The initial symptoms of myelinolysis, which begin to appear 2 to 3 days after
hyponatremia is corrected, include a depressed level of awareness, difficulty speaking
(dysarthria or mutism), and difficulty swallowing (dysphagia). Additional symptoms often
arise over the next 1-2 weeks, including impaired thinking, weakness or paralysis in the arms
and legs, stiffness, impaired sensation, and difficulty with coordination. At its most severe,
myelinolysis can lead to coma, “locked-in” syndrome (which is the complete paralysis of all
of the voluntary muscles in the body except for those that control the eyes), and death.
Although many affected people improve over weeks to months, some have permanent
disability. Some also develop new symptoms later, including behavioral or intellectual
impairment or movement disorders like parkinsonism or tremor.
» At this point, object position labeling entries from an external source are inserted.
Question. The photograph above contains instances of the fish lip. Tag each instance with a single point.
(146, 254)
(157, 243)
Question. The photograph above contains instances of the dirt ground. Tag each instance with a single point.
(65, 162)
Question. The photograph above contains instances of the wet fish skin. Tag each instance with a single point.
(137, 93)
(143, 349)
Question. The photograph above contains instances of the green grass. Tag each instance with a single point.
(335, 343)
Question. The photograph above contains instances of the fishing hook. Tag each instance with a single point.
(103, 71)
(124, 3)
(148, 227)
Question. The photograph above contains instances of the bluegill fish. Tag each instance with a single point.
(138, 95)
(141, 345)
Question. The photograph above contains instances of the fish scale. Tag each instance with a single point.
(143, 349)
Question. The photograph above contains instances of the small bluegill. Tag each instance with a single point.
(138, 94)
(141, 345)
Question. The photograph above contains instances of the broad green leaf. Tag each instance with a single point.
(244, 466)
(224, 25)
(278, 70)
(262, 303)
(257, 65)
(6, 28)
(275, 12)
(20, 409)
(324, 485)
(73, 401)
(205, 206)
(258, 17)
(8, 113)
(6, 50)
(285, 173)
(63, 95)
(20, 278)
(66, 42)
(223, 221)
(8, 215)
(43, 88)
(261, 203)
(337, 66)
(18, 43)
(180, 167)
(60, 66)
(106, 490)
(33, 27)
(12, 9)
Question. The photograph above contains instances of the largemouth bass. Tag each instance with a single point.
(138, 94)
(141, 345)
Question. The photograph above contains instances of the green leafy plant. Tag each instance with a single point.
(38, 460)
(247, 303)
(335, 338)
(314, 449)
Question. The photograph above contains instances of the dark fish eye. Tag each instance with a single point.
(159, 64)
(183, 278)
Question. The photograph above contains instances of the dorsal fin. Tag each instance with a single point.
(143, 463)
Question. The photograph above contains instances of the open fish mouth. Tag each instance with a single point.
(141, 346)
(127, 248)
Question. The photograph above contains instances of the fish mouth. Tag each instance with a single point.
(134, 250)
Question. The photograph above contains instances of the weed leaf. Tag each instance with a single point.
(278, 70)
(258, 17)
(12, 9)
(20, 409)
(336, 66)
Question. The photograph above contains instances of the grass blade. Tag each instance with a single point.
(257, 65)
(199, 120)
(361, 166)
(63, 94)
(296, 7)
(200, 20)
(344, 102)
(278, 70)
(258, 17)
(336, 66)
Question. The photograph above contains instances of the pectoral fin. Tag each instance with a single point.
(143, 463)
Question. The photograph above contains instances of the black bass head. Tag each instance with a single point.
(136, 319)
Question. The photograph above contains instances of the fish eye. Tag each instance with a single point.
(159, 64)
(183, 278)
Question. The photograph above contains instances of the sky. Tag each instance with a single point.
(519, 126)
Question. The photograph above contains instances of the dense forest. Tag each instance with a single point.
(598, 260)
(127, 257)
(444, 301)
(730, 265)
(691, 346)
Anyone, including adults and children, who undergoes a rapid rise in serum sodium
is at risk for myelinolysis. Some individuals who are particularly vulnerable are those with
chronic alcoholism and those who have had a liver transplant. Myelinolysis has occurred in
individuals undergoing renal dialysis, burn victims, people with HIV-AIDS, people over-
using water loss pills (diuretics), and women with eating disorders such as anorexia or
bulimia. The risk for CPM is greater if the serum (blood) sodium was low for at least 2 days
before correction.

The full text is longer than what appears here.